Eliminate $\theta$ from the expressions

$$x^{2}+y^{2}=\frac{x \cos{3\theta}+y \sin{3\theta}}{\cos^{3}\theta} \tag1$$ $$x^{2}+y^{2}=\frac{y \cos{3\theta}-x \sin{3\theta}}{\cos^{3}\theta} \tag2$$ Find expressions for $x$ and $y$ in terms of $\theta$

As with many of these historic problems, I'm sure it has been discussed somewhere at length...

Solutions involving complex numbers would have been acceptable at the time.

(EDIT 20/Feb Australian time) I thought I had a solution but upon review I don't think it works (I found an expression for y, then substituted.
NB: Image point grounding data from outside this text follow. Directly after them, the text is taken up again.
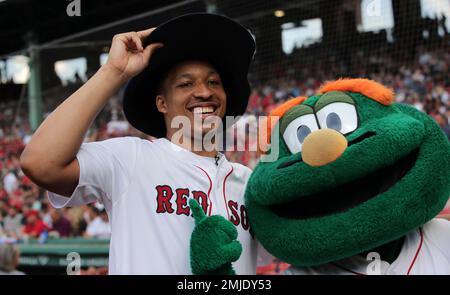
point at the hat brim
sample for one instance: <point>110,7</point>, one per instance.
<point>224,43</point>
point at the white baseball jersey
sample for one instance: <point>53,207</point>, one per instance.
<point>145,187</point>
<point>425,251</point>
It was very messy and I don't think the algebra was totally correct.) so editing the post to say: any solutions or suggestions appreciated. The wording of similar questions on the paper suggests that a "simplified" expression is possible.

(Edit 21/Feb) Thanks everyone for the excellent suggestions. Really appreciated. I am wondering if the substitution $t=\tan{(\frac{\theta}{2})}$ works here. If $t=\tan{(\frac{\theta}{2})}$ then $\sin{\theta}=\frac{2t}{t^{2}+1}$ and $\cos{\theta}=\frac{1-t^{2}}{1+t^{2}}$.
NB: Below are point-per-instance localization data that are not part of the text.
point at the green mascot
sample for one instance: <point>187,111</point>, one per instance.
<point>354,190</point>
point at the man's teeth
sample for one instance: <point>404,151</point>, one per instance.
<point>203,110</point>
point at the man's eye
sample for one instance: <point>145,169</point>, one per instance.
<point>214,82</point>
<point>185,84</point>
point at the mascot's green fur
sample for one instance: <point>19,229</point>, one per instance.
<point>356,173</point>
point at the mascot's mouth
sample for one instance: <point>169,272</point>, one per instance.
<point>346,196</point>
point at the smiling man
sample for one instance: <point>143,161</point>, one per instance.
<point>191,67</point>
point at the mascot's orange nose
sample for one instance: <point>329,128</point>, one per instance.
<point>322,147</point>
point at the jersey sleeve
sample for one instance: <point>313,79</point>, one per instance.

After some basic manipulation, this seems to have promise, but I'm yet to finish the problem using this approach.

Answer 1

Revising and extending my comment to @Maverick's answer ...

(For completeness, I'll derive the result of that answer. Since I suggested the approach in a comment to the question, I don't believe this steps on anyone's toes.)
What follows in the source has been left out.